July 25, 2008

Dear Colleague:  

    A poet, having just published a slim volume of his poems, waits anxiously for some sort of response. What vain hope! He may as well drop a rose pedal into the Grand Canyon and wait for an echo. Well, I am that naive poet. Having published Human Goodness, I expected to see reviews or phone calls from reporters. No luck. Just when I was about to give up hope, the phone rang and it was from a reporter in The New York Times. Surely, I thought, she wanted more information about human goodness? So imagine my surprise and disappointment when she said she wanted my opinion about human evil. Evil, as I should have known, makes the headlines, not goodness, and my book isn't going to change things. The reporter is writing a short piece on the blockbuster movie—"The Dark Knight"—that is attracting huge audiences to the cinemas. She wants to know why people seek escape into evil. What is the attraction?

    In the ten minutes or so on the phone, I said something like this. We humans live in fear. Shakespeare's plays give the impression that once you step outside the city walls you enter the wild heath of brigands, witches, ghosts, and demons. And even in the city, you are not safe. When Satan fell, he brought down with him a third of the heavenly hosts. They swarmed all over the earth—a dozen of them to each human individual. There was no possible escape. Well, of course, this is the past. As for today, you have only to read the front page, turn on the radio or TV, to be swamped by news of evil—hurricane disaster, car accident, child abuse, rape, murder, genocide, water-boarding, and so on. Underlying all the human anxieties and fears is the ultimate and totally inescapable one of death. One answer to all these evils, including death, is to be oneself the source of evil. What has the Joker (played by Heath Ledger) to fear? He is the agent of all evils, so how can he be their victim? Someone who kills at will—a sovereign over death—surely cannot himself be subject to death. That's the psychology behind escaping into evil.

    As for escaping into good, well, ordinary goodness is no protection against evil. Just because you are a nice guy doesn't mean that you will not have cancer or be run over by a drunk driver. Hence, we need "good" that is extraordinary and armed with super powers. That's where Batman (played by Christian Bale) comes in. He is not only good, he is powerful. But "The Dark Knight" cannot offer any excitement to movie-goers if Batman is invincible. He has to have weaknesses: he can be killed, and worse, he can be tempted by evil. Suppose the Joker's opponent is not an ordinary nice guy (a brave police officer), or ever a super nice guy (Batman). Suppose he is Buddha! Well, then, there is no movie. For Buddha is invulnerable. What can the Joker possibly do to him? Torture? Pain is Buddha's bedfellow—he lives with it and considers it, in the end, an illusion. Death? Well, Buddha regards it as the door to non-existence, or Nirvana.
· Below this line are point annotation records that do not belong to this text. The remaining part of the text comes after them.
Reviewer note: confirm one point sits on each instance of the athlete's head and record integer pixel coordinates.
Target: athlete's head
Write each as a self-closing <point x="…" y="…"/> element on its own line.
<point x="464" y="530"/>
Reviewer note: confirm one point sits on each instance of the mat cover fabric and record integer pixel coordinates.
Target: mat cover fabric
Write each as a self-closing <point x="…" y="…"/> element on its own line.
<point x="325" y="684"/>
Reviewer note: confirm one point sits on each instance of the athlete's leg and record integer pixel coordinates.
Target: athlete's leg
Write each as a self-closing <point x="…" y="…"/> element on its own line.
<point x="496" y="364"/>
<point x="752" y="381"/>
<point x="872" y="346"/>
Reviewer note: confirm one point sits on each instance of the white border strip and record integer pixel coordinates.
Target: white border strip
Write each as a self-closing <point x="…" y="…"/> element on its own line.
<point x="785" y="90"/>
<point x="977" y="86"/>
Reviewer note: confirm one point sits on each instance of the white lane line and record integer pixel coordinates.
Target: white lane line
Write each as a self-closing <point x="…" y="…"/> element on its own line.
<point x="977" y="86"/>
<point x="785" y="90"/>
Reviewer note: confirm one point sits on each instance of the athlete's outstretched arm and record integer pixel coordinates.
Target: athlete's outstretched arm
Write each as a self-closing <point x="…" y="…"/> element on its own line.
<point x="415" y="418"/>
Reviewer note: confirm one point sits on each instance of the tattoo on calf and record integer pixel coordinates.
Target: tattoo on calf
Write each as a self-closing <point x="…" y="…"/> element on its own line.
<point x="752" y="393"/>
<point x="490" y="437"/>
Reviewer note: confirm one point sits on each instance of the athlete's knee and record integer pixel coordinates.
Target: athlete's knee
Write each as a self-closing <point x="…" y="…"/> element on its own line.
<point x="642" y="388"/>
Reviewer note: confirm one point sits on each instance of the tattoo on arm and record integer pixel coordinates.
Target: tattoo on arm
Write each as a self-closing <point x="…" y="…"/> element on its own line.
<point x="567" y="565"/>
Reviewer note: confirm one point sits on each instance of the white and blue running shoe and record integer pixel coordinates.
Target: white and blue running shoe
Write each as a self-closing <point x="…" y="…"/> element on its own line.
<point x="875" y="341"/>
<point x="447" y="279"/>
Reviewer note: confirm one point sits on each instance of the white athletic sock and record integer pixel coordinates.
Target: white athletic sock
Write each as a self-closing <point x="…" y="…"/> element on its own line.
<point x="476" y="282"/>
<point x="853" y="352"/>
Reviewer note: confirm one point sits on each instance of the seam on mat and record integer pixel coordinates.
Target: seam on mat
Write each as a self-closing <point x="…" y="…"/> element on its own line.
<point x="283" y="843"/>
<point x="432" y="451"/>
    If we fear evil—and who doesn't?—one answer is to be evil. The other answer is to escape into good. But this good has to be something far beyond what a good and powerful government, Batman, Superman, Wonder Woman, and other super-heroes can offer. It has to be Buddha. Or the Lord God himself, as in the 23rd Psalm: "Yea, though I walk through the valley of the shadow of death, I will fear no evil: for thou art with me."